Tra autobiografia e autobiografismo. Due concetti diversi, perché l’autobiografia è la narrazione di quanto vissuto, l’autobiografismo è la tendenza di uno scrittore a collegare le vicende dell’opera con quelle della propria vita. «Il mio romanzo – declina Leoni – narra ciò che potrebbe accadere a chiunque, è una testimonianza di valore universale il cui focus non è sul protagonista ma sulla storia.
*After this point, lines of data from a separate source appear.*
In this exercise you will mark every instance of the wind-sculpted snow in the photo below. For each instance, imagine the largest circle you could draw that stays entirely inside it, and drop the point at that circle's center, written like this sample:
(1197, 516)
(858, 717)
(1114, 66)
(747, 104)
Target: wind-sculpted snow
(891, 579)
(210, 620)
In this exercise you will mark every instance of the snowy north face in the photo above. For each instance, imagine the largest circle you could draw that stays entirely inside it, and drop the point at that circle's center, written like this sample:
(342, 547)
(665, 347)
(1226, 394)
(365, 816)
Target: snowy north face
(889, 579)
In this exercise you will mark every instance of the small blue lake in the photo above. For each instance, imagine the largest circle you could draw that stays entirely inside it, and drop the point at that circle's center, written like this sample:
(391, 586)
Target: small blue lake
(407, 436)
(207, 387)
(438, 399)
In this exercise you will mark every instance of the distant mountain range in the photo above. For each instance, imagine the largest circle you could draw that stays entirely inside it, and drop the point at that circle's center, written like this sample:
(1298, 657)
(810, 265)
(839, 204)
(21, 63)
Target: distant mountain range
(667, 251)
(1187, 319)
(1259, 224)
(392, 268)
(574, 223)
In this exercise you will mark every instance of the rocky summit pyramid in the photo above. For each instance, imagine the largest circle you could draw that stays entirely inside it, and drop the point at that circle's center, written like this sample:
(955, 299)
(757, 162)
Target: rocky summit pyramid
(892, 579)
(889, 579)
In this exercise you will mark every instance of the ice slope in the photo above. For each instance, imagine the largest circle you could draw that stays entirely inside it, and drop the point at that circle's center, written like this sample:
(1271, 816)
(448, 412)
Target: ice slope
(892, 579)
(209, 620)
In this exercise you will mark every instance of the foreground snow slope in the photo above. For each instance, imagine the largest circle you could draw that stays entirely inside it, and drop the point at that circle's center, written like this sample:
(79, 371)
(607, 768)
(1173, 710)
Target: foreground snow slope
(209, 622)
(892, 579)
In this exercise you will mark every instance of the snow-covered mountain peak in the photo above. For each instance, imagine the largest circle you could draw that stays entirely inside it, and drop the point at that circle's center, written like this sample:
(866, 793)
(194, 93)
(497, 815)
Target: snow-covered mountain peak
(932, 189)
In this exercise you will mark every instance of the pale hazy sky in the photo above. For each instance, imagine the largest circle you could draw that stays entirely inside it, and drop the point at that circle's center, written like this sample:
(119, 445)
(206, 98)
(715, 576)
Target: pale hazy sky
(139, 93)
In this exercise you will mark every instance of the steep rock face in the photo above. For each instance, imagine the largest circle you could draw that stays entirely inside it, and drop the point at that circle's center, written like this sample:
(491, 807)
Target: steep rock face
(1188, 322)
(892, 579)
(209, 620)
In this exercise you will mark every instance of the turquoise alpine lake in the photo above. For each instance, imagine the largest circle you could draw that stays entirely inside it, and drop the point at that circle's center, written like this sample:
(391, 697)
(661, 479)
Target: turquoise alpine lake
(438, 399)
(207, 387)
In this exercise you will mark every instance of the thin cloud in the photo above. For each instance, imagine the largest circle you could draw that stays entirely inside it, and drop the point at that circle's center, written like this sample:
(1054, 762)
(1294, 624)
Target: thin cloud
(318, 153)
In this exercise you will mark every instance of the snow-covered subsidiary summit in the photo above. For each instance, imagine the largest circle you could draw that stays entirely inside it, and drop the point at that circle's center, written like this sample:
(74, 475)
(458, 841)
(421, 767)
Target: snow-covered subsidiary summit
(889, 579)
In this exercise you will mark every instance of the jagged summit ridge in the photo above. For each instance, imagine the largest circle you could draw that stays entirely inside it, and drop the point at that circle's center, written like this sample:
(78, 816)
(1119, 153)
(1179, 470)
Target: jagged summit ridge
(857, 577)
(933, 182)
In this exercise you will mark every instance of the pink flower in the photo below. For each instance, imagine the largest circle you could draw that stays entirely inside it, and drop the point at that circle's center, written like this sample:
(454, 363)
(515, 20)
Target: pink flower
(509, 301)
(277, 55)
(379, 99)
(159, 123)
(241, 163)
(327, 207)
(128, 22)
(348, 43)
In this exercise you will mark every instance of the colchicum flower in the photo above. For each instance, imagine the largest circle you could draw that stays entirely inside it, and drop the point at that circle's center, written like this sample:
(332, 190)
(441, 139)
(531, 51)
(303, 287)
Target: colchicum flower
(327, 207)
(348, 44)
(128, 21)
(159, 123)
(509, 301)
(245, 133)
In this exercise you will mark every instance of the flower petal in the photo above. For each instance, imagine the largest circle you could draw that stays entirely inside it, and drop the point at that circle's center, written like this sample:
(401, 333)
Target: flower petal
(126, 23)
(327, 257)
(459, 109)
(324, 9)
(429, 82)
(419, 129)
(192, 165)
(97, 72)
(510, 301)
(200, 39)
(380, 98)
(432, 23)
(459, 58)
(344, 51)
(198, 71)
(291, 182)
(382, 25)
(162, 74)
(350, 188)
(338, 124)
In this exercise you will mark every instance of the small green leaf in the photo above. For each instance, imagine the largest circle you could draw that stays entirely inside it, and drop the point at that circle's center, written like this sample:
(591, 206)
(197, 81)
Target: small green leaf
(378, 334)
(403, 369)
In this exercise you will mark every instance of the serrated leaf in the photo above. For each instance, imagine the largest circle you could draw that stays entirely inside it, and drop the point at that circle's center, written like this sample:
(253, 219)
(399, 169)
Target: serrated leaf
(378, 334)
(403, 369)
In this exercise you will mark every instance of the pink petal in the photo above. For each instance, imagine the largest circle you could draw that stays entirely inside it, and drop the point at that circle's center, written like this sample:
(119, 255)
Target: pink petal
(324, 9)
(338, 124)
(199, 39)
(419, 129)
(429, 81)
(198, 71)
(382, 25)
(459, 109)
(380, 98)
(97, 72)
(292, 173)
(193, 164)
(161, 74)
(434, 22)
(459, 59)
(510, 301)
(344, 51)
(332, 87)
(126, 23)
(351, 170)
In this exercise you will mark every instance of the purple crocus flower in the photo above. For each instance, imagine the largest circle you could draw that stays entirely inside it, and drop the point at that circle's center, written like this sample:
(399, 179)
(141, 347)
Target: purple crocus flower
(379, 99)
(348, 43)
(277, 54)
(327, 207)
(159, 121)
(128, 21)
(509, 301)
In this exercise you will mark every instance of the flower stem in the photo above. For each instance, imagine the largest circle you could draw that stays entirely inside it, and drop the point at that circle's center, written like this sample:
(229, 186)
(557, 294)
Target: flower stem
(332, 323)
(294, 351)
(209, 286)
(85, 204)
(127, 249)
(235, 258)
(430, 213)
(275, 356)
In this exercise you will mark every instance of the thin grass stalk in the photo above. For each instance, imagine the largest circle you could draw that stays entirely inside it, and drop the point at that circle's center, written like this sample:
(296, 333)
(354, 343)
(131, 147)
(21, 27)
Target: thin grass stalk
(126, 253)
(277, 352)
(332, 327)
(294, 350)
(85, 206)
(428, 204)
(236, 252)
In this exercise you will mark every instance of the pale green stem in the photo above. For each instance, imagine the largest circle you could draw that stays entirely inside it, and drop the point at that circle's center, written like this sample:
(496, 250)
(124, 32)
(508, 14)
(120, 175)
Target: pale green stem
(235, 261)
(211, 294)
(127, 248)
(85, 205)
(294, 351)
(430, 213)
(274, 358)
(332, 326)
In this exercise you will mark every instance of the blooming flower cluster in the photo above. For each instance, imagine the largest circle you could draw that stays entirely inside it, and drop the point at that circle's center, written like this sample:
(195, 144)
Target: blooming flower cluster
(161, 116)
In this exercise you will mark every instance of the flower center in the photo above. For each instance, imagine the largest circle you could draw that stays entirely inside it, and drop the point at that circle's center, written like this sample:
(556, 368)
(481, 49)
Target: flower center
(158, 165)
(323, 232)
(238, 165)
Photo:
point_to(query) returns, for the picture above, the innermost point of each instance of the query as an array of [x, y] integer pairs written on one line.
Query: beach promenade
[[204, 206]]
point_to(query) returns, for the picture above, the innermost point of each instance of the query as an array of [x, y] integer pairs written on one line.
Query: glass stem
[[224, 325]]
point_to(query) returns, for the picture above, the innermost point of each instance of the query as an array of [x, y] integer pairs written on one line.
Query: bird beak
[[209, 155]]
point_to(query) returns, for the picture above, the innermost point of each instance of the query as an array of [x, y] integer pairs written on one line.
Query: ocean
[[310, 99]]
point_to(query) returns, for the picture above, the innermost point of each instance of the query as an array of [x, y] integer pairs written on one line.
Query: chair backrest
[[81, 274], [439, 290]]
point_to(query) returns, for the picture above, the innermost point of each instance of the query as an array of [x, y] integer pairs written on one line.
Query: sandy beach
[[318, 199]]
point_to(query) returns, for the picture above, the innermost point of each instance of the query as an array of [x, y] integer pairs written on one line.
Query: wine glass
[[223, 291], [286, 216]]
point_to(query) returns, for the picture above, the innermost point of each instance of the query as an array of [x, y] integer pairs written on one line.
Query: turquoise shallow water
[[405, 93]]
Quando l’ho concepito ed è diventato bozza di manoscritto – spiega – ho ritenuto non fosse utile rivelare da dove nasceva la storia. Alla luce dei temi affrontati, in primis la giustizia, non volevo si generassero inutili polemiche, volevo l’attenzione massima sui fatti. La giusta distanza mi consente ora di ammettere che sul romanzo influisce la mia personale esperienza». Disperazione, degrado, impotenza, sovvertimento della propria scala di valori. Sono i sentimenti che ritmano il testo, oltre 500 dettagliate pagine che ricostruiscono con dovizia di particolari la discesa agli inferi del protagonista. «Come è possibile, se la giustizia esiste, non riuscire a dimostrare di essere innocenti? – si chiede e chiede Leoni – Perché si è messi nelle condizioni di ritenere che confessare un reato non commesso sia uno strumento di giustizia quasi salvifico? Come è possibile che sia questa l’ultima e unica chance per conquistare e riconquistare una libertà che mai più sarà davvero tale?». Queste le domande che hanno tormentato Leoni durante la detenzione. Succede in un mondo in cui «i media ti descrivono come colpevole prima ancora che tu abbia chiaro di cosa sei accusato. In un tempo in cui essere indagati significa essere colpevoli. In un contesto di superficialità e velocità tale per cui la stessa dichiarazione di ‘insussistenza di un fatto’ non bilancerà mai la gogna subita». Riflessioni che l’autore consegna al pubblico, ricordando che «anche quando è ‘finito’ tutto, quando si è scontata la pena inflitta e auto inflitta, la macchia rimane sull’onore. Il tempo si è comunque fermato». Di qui nasce il libro, scevro da vittimismi, pietismi, auto assoluzioni. Una storia in parte vera, quella di Leoni,  verosimile anche per altri.

 

Roberto Leoni, milanese, ha lavorato come dirigente nella pubblica amministrazione. Vive con la famiglia nella provincia di Monza. Nella sua carriera ha toccato con mano la delicatezza dei rapporti tra cittadino e sistema pubblico. E’ al suo primo libro.

 

Psiche. Le proposte di Psiche Libri mettono al centro la persona, col suo mondo interiore, fatto di sentimenti e pensieri.